パパのいうことを聞きなさい! [★]
パパのいうことを聞きなさい! (集英社スーパーダッシュ文庫) なかじま ゆか 集英社 2009-12 売り上げランキング : 291 Amazonで詳しく見る by G-Tools |
大学に合格し、新生活をスタートさせたばかりの瀬川祐太は新しい友人や憧れの人に巡り会い普通の大学生活を送っていた。
しかし、姉夫婦の乗った飛行機が行方不明になった事から事態は一変。
一人暮らしの六畳間に、中学生の空、小学生の美羽、保育園児のひなが同居することになってしまったのだ!
いきなり思春期の少女達のパパになってしまった祐太の運命は!?
ドキドキの同居生活に、祐太を慕う少女達に憧れの先輩との恋も絡んで大騒動!愛と感動満載で贈るドタバタアットホームラブコメ開幕!!
迷い猫オーバーランは3巻で切ったんですが、こっちはまだマシだった。

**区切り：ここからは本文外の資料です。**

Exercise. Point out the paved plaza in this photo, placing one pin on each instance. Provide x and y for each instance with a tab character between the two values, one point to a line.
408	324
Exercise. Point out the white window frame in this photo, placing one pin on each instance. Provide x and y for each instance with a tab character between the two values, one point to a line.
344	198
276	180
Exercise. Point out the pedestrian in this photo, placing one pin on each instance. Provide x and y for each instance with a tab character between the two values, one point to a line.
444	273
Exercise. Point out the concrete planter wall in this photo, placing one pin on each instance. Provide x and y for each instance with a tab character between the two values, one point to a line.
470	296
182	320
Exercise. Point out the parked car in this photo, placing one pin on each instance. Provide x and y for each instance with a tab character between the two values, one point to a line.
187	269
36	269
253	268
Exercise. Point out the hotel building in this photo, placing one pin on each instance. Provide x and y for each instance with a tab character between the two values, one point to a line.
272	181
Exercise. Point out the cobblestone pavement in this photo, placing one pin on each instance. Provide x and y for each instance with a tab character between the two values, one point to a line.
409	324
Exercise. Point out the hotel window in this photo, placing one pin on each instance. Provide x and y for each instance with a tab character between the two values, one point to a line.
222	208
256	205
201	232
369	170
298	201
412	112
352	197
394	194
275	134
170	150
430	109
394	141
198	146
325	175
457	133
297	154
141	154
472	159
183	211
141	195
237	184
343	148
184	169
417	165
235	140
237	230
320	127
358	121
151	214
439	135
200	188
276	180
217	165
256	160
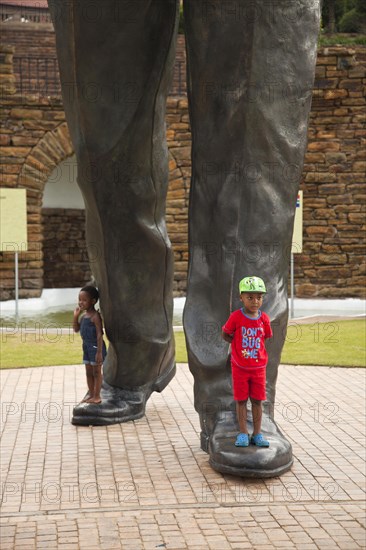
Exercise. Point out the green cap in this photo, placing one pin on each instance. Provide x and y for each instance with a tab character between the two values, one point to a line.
252	284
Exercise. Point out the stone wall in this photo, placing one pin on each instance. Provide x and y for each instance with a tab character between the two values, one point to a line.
35	140
333	259
66	262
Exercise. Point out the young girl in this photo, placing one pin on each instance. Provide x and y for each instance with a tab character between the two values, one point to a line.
90	326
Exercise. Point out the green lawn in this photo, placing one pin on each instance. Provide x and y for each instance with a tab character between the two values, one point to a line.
336	343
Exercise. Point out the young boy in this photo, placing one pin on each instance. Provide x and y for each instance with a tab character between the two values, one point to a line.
246	330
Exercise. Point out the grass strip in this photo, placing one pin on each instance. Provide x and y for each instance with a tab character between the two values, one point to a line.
335	343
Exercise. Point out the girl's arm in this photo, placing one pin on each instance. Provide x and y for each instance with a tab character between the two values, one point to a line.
75	323
97	320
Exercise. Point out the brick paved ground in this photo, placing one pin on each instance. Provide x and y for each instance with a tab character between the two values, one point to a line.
147	484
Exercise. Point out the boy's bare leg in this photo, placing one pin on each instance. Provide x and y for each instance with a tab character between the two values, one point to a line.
115	63
241	413
251	69
256	415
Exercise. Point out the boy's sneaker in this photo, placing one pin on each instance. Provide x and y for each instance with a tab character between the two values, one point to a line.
242	440
259	440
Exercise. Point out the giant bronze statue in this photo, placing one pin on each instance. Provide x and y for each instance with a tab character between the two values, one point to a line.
250	76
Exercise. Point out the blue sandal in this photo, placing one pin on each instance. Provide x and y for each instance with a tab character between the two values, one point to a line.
259	440
242	440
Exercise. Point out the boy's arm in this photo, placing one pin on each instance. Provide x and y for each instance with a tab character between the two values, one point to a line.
227	337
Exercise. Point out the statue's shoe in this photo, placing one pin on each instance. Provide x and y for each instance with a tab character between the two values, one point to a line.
118	404
252	461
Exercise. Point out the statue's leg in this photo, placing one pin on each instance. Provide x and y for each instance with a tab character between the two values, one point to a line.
251	69
115	62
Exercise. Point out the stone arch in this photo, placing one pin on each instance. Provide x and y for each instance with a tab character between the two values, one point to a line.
54	147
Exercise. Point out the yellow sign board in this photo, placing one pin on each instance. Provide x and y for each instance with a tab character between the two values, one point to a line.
296	247
13	220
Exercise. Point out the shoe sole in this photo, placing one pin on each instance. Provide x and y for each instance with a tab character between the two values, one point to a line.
97	418
242	472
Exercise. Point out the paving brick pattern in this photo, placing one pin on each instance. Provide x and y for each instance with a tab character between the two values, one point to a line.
147	484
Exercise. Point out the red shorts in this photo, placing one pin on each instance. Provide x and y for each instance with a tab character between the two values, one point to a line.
249	382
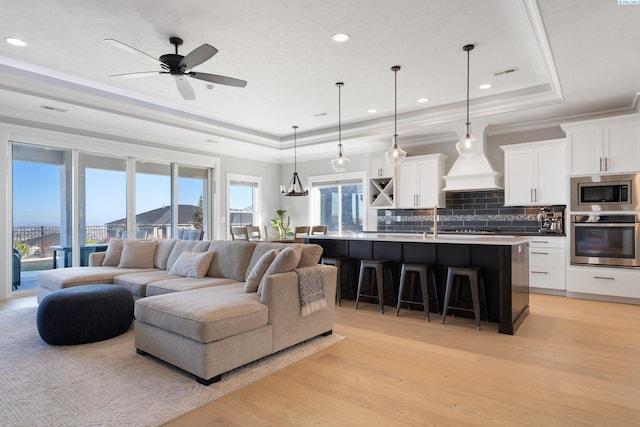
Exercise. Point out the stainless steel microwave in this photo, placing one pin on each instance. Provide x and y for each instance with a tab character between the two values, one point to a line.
599	193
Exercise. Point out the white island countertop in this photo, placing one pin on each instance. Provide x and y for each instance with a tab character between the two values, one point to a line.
461	239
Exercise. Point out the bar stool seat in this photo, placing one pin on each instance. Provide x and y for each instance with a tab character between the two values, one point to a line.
424	272
476	283
339	262
379	266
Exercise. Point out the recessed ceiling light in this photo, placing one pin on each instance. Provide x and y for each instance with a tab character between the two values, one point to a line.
340	37
15	42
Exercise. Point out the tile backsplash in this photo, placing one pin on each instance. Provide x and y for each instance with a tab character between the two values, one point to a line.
471	211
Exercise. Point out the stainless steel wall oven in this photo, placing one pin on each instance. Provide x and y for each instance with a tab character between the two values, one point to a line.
609	240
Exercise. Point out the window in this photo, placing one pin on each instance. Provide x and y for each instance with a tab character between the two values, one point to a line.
243	197
338	204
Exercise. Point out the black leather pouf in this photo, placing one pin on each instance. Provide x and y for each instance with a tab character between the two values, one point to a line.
84	314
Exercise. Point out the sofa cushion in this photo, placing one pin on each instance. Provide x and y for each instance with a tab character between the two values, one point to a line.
286	260
231	259
138	282
137	254
255	276
192	264
311	254
191	314
113	253
180	284
185	246
163	250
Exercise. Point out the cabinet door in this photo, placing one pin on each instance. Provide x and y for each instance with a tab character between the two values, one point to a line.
406	190
585	151
518	174
622	149
550	188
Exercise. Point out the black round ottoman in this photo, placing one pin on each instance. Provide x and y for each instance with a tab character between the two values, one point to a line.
84	314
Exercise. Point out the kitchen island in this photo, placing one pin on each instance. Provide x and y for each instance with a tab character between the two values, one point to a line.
504	261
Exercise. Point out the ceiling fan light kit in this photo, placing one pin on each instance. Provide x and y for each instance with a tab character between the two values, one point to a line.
179	66
467	147
395	155
340	163
295	186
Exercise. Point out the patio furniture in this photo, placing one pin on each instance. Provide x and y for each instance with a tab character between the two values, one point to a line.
239	233
84	314
17	259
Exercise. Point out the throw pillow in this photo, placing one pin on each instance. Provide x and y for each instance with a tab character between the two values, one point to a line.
192	264
255	276
137	254
287	260
114	251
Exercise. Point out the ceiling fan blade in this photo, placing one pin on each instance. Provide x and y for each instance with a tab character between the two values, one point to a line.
197	56
134	75
185	89
222	80
130	49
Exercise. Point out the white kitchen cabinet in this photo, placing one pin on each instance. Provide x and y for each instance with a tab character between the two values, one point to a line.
612	282
419	182
535	173
547	263
380	168
604	148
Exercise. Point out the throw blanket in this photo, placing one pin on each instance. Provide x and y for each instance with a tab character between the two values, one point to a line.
311	286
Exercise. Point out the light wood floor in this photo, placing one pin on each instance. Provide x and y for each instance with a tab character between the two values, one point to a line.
572	363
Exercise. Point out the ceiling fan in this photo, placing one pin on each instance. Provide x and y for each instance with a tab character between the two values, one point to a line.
179	66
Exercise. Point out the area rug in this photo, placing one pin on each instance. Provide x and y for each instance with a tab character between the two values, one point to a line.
108	383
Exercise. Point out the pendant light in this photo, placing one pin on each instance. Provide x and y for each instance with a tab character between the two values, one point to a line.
467	147
295	179
395	155
340	163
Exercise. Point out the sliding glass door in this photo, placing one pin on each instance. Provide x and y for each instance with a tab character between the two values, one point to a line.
41	214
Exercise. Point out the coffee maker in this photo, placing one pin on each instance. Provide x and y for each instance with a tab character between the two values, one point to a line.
551	220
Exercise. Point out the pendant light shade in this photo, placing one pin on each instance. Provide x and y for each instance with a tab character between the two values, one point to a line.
295	186
395	155
468	147
340	163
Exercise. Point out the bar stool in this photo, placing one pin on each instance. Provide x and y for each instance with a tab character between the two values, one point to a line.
338	262
476	283
422	270
378	266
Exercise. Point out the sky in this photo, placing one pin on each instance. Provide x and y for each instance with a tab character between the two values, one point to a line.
37	194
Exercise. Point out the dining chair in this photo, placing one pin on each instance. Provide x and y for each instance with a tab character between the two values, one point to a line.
253	232
318	229
271	232
300	233
239	233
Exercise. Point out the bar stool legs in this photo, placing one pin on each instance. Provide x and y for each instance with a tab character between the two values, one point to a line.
423	272
476	282
379	267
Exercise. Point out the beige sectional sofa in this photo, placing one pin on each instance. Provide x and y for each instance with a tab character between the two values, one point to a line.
211	306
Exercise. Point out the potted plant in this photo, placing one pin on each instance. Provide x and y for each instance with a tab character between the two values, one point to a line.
279	221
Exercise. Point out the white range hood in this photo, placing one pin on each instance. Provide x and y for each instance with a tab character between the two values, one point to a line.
473	173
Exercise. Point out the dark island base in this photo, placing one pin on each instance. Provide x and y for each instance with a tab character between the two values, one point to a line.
505	270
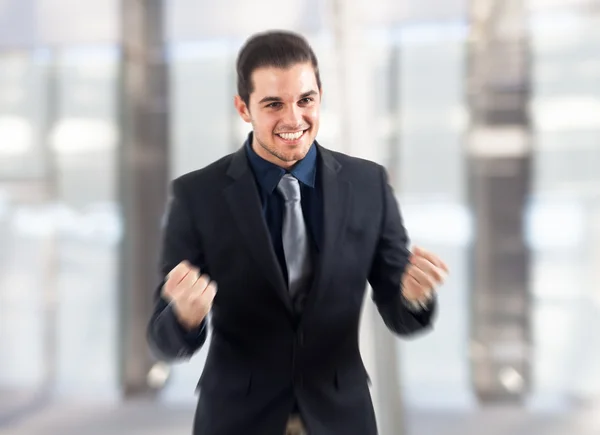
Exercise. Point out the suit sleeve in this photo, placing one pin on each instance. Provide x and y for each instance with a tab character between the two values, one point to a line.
389	264
168	340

いや、マシどころかおもしろかった。あと絵師であるなかじまゆかの初商業作品と聞いて買わざるを得なかった。
確かに文章はうまいとは思えないし、周りはほとんど善人ばっかりだし、いちいちご都合主義を感じてしまう展開はどうかと思いました。ただ主人公である祐太の一生懸命さにとても好感を覚えます。そしてこういうハートウォーミングな家族モノに私は滅法よわい。
祐太は六畳一間に住むごく普通の大学生で、もちろんそんなんで中学生、小学生、保育園児の三人の女の子を養うってことがどんなに大変なことかわかっているようで全然わかっていません。それでも身内の不幸が重なり、このままでは離れ離れになってしまう三姉妹をどうにか助けてあげたいという優しさと、それを実行してしまう心意気に惹かれました。まあ本来ならば応援することじゃないんですけどね。
案の定、火の車な家計をどうにか切り詰めて過ごす四人の共同生活は決して楽ではありません。
でも祐太が本当に三姉妹を守りたいんだな、一緒にいさせてあげたいんだな、という強い想いは終始一貫として感じることができました。バイトを増やしたり、三女の受け入れ先の保育園を探したり、他親族関係との今後のことを話しあったりと、もはやただの大学生には重いであろう所業。でも祐太の帰る家には待っている人がいてくれる。そんな温かさがすごく伝わってきます。三姉妹が働き詰めの祐太へごはんを作ってあげたりしちゃうところとかね。
三姉妹が、それぞれ抱える問題を祐太に打ち明けなかったりするのは仕方ないと思う。というかむしろその年でそんなこと考えられるのかと思った。次女とかちょっとできすぎだろ。
今回はうまいこと丸く収まり、親戚の皆さんの同意もやっと受けられたようだけど、問題が山積みであることは変わりません。なんせまだ三女は自分の親が死んだことを理解していませんからね……。どうするんだろう。
続編も決まっているようなので、こっちは追おうかなーと思います。ただ三姉妹の年齢もうちょっと上げてもいいんじゃないの? 主人公一歩間違えたら犯罪者同然だぞ。